Preventive Measures
The CDC recommends the following to avoid spreading COVID-19:
- Stay home when you are sick with influenza-like illness.
- Wash your hands frequently with soap and water for 20 seconds or use an alcohol-based hand sanitizer.
- Avoid touching your nose, mouth and eyes.
- Cover your coughs and sneezes.
- Wash your hands or use hand sanitizer after coughing, sneezing, or blowing your nose.
- Keep frequently touched common surfaces clean, i.e., telephones, computer equipment, etc.

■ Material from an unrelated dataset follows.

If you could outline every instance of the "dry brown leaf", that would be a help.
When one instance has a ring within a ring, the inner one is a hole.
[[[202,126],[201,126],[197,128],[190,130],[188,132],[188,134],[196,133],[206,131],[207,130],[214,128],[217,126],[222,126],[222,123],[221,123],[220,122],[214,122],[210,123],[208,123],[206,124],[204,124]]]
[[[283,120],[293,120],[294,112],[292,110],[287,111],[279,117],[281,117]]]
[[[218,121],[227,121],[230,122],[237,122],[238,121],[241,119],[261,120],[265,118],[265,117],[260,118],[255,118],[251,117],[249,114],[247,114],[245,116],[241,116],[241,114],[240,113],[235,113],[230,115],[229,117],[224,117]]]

- Do not use other workers’ phones, desks, office, or other work
tools and equipment; if necessary, consider cleaning them first
with a disinfectant.
What else can you do?
As social workers, we are guided by the core values of service to
community, social justice and the dignity and worth of every person. We
practice with integrity and competence. Social work professionals must
be an active participant in the community response to emerging public
health crises.
We can:
- Actively participate in public and private health care policy and
planning bodies to ensure that clients receive necessary and appropriate
care with the guarantee of confidentiality and patient rights
protections.
- Learn from history and take lessons from the fears and
misinformation of HIV/AIDS to better understand and confront the stigma
and discrimination of persons perceived as being more at risk for
transmitting coronavirus, such as people of Asian descent.
- Implement programs to educate colleagues and allied providers on the facts about the coronavirus.
- Know community resources and share information with clients and colleagues.
- Across fields of practice, the coronavirus epidemic will call
upon social workers to utilize the bio-psychosocial approach as we apply
our training and skills to engage, support, and advocate for our
clients, patients, and the larger communities in which we work and live.